Volume 20

Éthique : Se salir les mains pour les garder propres?

L’intellectuel doit-il garder les mains propres en restant en dehors de la mêlée ou investir le débat public au risque de se salir les mains ? Le Centre de recherche en éthique de l’UdeM (CREUM) y a réfléchi dans le cadre du colloque de son dixième anniversaire. Une question particulièrement pertinente alors que le problème de la corruption est au coeur de l’actualité.

Le 1er novembre dernier, le CREUM a proposé une conférence intitulée Les mains sales: de la théorie à la pratique lors de son colloque «L’avenir de l’éthique» organisé pour ses 10 ans. Le professeur de philosophie à l’UdeM, Christian Nadeau, y est intervenu, ainsi que le professeur à la Faculté de droit de McGill et philosophe, Daniel Weinstock.

Pour ce dernier, le rôle de l’universitaire est de ne pas trop prendre position, mais de clarifier les enjeux du débat. Son implication dans la rédaction d’un rapport de la Société royale du Canada recommandant de légaliser l’euthanasie l’a amené toutefois à réaliser que « la recherche et la neutralité ne sont vont pas toujours de paire». Cependant, «l’intellectuel universitaire, quand il se salit les mains, doit être autre chose qu’un simple partisan», a averti celui qui a considéré la possibilité d’entrer en politique par le passé.

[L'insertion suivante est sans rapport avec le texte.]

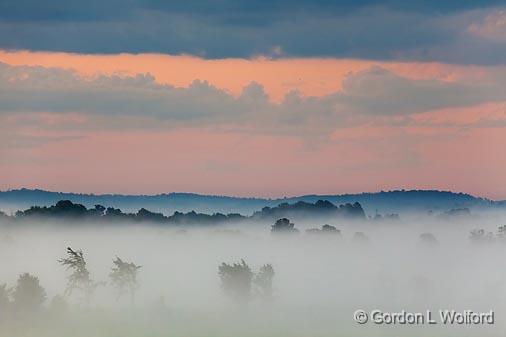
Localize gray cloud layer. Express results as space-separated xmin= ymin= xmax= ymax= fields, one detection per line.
xmin=0 ymin=0 xmax=506 ymax=64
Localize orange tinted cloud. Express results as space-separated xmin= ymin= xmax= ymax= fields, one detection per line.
xmin=0 ymin=51 xmax=494 ymax=101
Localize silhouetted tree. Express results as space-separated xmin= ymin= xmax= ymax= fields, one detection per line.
xmin=218 ymin=260 xmax=253 ymax=302
xmin=58 ymin=247 xmax=99 ymax=303
xmin=420 ymin=233 xmax=438 ymax=247
xmin=12 ymin=273 xmax=46 ymax=312
xmin=469 ymin=229 xmax=494 ymax=243
xmin=271 ymin=218 xmax=299 ymax=234
xmin=253 ymin=264 xmax=274 ymax=300
xmin=306 ymin=225 xmax=341 ymax=235
xmin=109 ymin=257 xmax=141 ymax=304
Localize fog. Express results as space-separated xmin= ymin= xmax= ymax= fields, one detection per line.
xmin=0 ymin=213 xmax=506 ymax=337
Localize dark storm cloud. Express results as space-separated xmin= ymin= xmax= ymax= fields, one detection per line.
xmin=0 ymin=0 xmax=506 ymax=64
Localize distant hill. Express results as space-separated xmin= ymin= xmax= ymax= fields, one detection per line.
xmin=0 ymin=189 xmax=506 ymax=215
xmin=9 ymin=200 xmax=367 ymax=226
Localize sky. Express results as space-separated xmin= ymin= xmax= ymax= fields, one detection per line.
xmin=0 ymin=0 xmax=506 ymax=199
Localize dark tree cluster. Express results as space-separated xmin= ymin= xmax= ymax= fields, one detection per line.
xmin=253 ymin=200 xmax=366 ymax=220
xmin=6 ymin=200 xmax=372 ymax=225
xmin=306 ymin=225 xmax=341 ymax=236
xmin=11 ymin=200 xmax=246 ymax=225
xmin=0 ymin=247 xmax=141 ymax=318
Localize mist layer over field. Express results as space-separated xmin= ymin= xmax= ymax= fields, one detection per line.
xmin=0 ymin=214 xmax=506 ymax=337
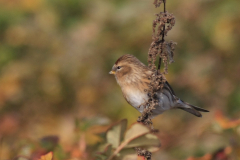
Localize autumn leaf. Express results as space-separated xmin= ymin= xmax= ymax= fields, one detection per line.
xmin=39 ymin=152 xmax=53 ymax=160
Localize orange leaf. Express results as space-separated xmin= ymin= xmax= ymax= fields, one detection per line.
xmin=137 ymin=156 xmax=145 ymax=160
xmin=39 ymin=152 xmax=53 ymax=160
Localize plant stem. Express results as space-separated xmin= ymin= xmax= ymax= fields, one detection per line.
xmin=157 ymin=0 xmax=166 ymax=75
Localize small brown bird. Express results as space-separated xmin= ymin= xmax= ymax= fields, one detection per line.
xmin=109 ymin=54 xmax=209 ymax=118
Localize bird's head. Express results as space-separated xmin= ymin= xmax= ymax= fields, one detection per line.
xmin=109 ymin=54 xmax=149 ymax=85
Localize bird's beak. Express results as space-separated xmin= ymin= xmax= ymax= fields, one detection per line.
xmin=109 ymin=71 xmax=116 ymax=74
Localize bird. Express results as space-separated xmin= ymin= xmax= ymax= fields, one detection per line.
xmin=109 ymin=54 xmax=209 ymax=118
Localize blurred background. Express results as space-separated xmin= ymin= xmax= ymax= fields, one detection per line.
xmin=0 ymin=0 xmax=240 ymax=160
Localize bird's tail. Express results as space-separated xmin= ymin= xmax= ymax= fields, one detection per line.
xmin=178 ymin=101 xmax=209 ymax=117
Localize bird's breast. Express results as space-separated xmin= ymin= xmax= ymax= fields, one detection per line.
xmin=122 ymin=88 xmax=148 ymax=112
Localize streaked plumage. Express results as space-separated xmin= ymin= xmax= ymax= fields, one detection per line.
xmin=109 ymin=54 xmax=208 ymax=117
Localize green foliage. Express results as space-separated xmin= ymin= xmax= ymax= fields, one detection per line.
xmin=98 ymin=119 xmax=160 ymax=160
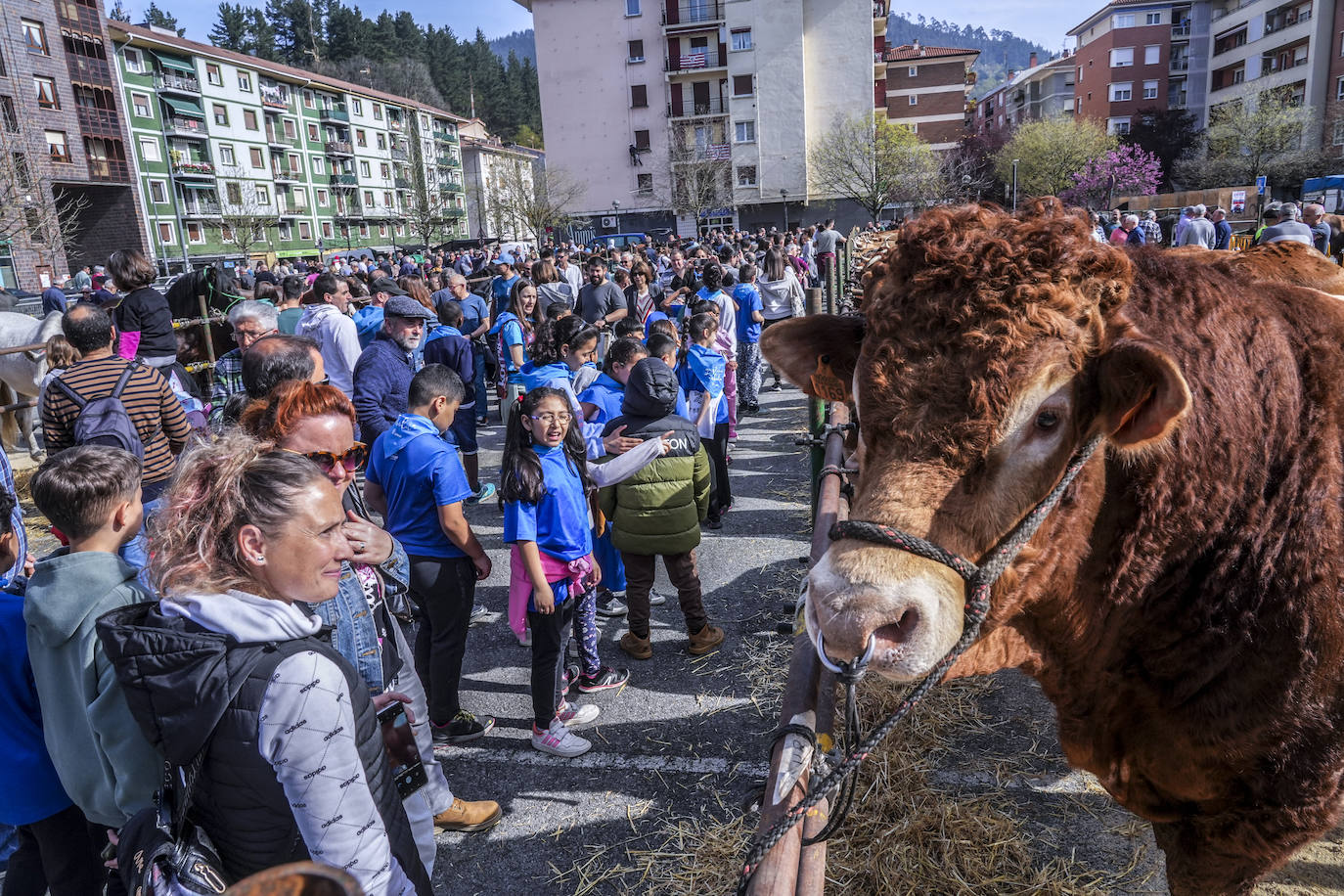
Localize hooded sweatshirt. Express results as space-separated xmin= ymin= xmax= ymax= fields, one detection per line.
xmin=600 ymin=357 xmax=709 ymax=555
xmin=22 ymin=548 xmax=162 ymax=828
xmin=294 ymin=302 xmax=360 ymax=396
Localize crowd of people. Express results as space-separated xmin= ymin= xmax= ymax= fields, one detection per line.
xmin=0 ymin=224 xmax=841 ymax=896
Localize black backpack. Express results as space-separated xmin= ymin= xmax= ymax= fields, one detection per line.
xmin=51 ymin=359 xmax=145 ymax=464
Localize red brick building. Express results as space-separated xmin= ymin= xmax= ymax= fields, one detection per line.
xmin=884 ymin=40 xmax=980 ymax=149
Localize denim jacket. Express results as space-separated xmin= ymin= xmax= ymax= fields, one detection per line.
xmin=309 ymin=539 xmax=411 ymax=695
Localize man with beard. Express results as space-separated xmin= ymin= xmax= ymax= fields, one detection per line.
xmin=353 ymin=295 xmax=434 ymax=446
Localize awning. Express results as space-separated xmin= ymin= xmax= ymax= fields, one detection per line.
xmin=150 ymin=50 xmax=197 ymax=78
xmin=158 ymin=96 xmax=205 ymax=121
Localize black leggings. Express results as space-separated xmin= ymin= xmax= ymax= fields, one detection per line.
xmin=409 ymin=557 xmax=475 ymax=726
xmin=527 ymin=597 xmax=574 ymax=731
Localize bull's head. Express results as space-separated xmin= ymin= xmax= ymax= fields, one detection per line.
xmin=761 ymin=204 xmax=1190 ymax=680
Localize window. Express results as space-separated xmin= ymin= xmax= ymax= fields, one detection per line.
xmin=19 ymin=19 xmax=51 ymax=57
xmin=32 ymin=75 xmax=61 ymax=109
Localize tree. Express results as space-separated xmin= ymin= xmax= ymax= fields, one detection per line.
xmin=995 ymin=116 xmax=1117 ymax=197
xmin=808 ymin=114 xmax=944 ymax=220
xmin=1059 ymin=144 xmax=1163 ymax=208
xmin=1121 ymin=108 xmax=1200 ymax=192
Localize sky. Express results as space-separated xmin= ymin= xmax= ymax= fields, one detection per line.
xmin=170 ymin=0 xmax=532 ymax=43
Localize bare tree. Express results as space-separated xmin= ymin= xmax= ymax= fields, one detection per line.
xmin=808 ymin=114 xmax=945 ymax=220
xmin=213 ymin=168 xmax=280 ymax=258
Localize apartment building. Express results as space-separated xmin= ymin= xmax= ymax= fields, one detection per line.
xmin=0 ymin=0 xmax=145 ymax=291
xmin=1068 ymin=0 xmax=1208 ymax=134
xmin=111 ymin=22 xmax=468 ymax=270
xmin=974 ymin=51 xmax=1077 ymax=137
xmin=885 ymin=40 xmax=980 ymax=149
xmin=517 ymin=0 xmax=885 ymax=234
xmin=1208 ymin=0 xmax=1327 ymax=143
xmin=459 ymin=118 xmax=546 ymax=242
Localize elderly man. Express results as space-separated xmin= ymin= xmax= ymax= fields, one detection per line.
xmin=209 ymin=299 xmax=278 ymax=428
xmin=353 ymin=295 xmax=434 ymax=445
xmin=1302 ymin=202 xmax=1332 ymax=255
xmin=1176 ymin=204 xmax=1218 ymax=248
xmin=1259 ymin=202 xmax=1315 ymax=246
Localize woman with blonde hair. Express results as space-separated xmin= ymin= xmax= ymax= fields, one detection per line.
xmin=98 ymin=432 xmax=432 ymax=896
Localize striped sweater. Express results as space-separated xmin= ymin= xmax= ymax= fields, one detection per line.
xmin=42 ymin=357 xmax=191 ymax=486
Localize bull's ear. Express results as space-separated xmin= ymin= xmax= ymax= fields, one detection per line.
xmin=761 ymin=314 xmax=863 ymax=402
xmin=1097 ymin=338 xmax=1189 ymax=449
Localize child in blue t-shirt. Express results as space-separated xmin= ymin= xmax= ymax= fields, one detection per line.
xmin=500 ymin=385 xmax=603 ymax=758
xmin=364 ymin=364 xmax=495 ymax=744
xmin=733 ymin=262 xmax=765 ymax=414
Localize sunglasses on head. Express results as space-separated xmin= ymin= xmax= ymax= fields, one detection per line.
xmin=285 ymin=442 xmax=368 ymax=472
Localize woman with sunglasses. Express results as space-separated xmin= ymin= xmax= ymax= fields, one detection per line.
xmin=241 ymin=381 xmax=502 ymax=874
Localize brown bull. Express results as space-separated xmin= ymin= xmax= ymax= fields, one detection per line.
xmin=762 ymin=202 xmax=1344 ymax=895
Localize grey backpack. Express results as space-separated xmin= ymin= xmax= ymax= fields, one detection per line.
xmin=51 ymin=360 xmax=145 ymax=464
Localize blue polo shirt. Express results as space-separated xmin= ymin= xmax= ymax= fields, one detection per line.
xmin=504 ymin=445 xmax=593 ymax=561
xmin=366 ymin=414 xmax=475 ymax=558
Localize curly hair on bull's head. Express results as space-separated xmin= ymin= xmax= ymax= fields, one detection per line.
xmin=863 ymin=198 xmax=1135 ymax=460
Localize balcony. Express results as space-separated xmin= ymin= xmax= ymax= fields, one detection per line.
xmin=662 ymin=50 xmax=729 ymax=74
xmin=668 ymin=97 xmax=729 ymax=118
xmin=662 ymin=0 xmax=723 ymax=31
xmin=155 ymin=71 xmax=201 ymax=97
xmin=172 ymin=158 xmax=215 ymax=180
xmin=164 ymin=115 xmax=209 ymax=140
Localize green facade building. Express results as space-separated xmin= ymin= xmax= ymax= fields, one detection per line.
xmin=108 ymin=22 xmax=468 ymax=271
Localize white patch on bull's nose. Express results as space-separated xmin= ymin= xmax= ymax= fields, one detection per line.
xmin=805 ymin=548 xmax=963 ymax=681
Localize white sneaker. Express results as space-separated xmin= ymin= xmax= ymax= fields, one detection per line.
xmin=532 ymin=719 xmax=593 ymax=759
xmin=555 ymin=699 xmax=603 ymax=728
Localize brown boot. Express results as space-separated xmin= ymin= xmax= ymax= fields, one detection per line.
xmin=621 ymin=631 xmax=653 ymax=659
xmin=434 ymin=796 xmax=504 ymax=830
xmin=687 ymin=626 xmax=723 ymax=657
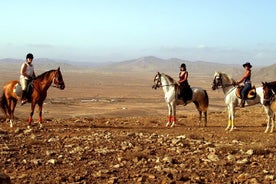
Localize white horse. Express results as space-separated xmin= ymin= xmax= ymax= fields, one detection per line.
xmin=262 ymin=81 xmax=276 ymax=133
xmin=212 ymin=72 xmax=270 ymax=131
xmin=152 ymin=72 xmax=209 ymax=127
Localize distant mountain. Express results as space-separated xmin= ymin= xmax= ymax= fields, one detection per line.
xmin=0 ymin=56 xmax=276 ymax=82
xmin=254 ymin=64 xmax=276 ymax=82
xmin=95 ymin=56 xmax=243 ymax=76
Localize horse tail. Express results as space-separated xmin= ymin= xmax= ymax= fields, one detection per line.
xmin=204 ymin=90 xmax=209 ymax=111
xmin=0 ymin=92 xmax=8 ymax=115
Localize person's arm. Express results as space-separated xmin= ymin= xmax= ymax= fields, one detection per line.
xmin=236 ymin=70 xmax=250 ymax=84
xmin=20 ymin=63 xmax=29 ymax=77
xmin=178 ymin=72 xmax=188 ymax=83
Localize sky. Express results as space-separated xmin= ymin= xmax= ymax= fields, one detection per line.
xmin=0 ymin=0 xmax=276 ymax=65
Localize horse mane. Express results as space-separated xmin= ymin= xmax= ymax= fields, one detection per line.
xmin=263 ymin=81 xmax=276 ymax=91
xmin=216 ymin=72 xmax=235 ymax=84
xmin=35 ymin=70 xmax=55 ymax=81
xmin=161 ymin=73 xmax=176 ymax=83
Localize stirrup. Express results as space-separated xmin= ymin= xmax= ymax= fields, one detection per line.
xmin=21 ymin=100 xmax=28 ymax=106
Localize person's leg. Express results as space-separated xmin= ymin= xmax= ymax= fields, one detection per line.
xmin=20 ymin=78 xmax=28 ymax=105
xmin=240 ymin=83 xmax=251 ymax=107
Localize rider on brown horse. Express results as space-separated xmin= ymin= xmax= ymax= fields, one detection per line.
xmin=236 ymin=62 xmax=252 ymax=107
xmin=178 ymin=63 xmax=192 ymax=105
xmin=20 ymin=53 xmax=35 ymax=105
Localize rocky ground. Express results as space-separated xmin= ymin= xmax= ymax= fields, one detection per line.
xmin=0 ymin=102 xmax=276 ymax=183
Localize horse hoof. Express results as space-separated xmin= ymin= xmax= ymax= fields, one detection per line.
xmin=171 ymin=122 xmax=174 ymax=128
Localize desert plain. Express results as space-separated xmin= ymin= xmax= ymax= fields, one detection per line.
xmin=0 ymin=57 xmax=276 ymax=184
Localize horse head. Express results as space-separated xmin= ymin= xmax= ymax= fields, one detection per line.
xmin=53 ymin=67 xmax=65 ymax=90
xmin=262 ymin=82 xmax=275 ymax=106
xmin=212 ymin=72 xmax=235 ymax=90
xmin=152 ymin=72 xmax=162 ymax=89
xmin=212 ymin=72 xmax=222 ymax=90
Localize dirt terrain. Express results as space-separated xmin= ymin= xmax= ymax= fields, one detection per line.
xmin=0 ymin=69 xmax=276 ymax=184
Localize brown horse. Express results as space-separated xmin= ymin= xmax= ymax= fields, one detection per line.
xmin=262 ymin=81 xmax=276 ymax=133
xmin=0 ymin=67 xmax=65 ymax=127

La conférence visait à débattre du rôle du philosophe politique et de l’éthicien. Ils tendent parfois à rester dans leur tour d’ivoire pour réfléchir sur des questions abstraites n’intéressant qu’un petit nombre de personnes .

M. Nadeau a fait le rapprochement entre le titre de la conférence et l’actualité marquée par la question de la corruption. Pour lui, il est clair que le rôle de l’universitaire implique de se salir les mains. « Les intellectuels veulent tellement garder les mains propres qu’ils ne vont pas s’engager dans un travail critique pour comprendre les causes profondes [du phénomène de la corruption] », a-t-il déclaré.

Expliquant la corruption par un détournement et un abandon des institutions, il estime nécessaire d’intervenir dans le débat social pour expliquer les raisons profondes du détournement des institutions au profit d’intérêts particuliers et montrer les étapes de ce détournement.

Et, pour celui qui publie des articles dans Le Devoir, cela suppose d’intervenir dans les médias. Car ne pas le faire signifie «abandonner la place publique à ceux qui veulent la détourner pour leurs propres intérêts ». Il considère l’engagement dans le débat public comme un prolongement de son travail de recherche. «Il arrive que les mains sales obligent à en lever au moins une, c’est-à-dire la gauche, de façon à ce qu’il y ait un poing tendu vers le ciel», a-t-il affirmé.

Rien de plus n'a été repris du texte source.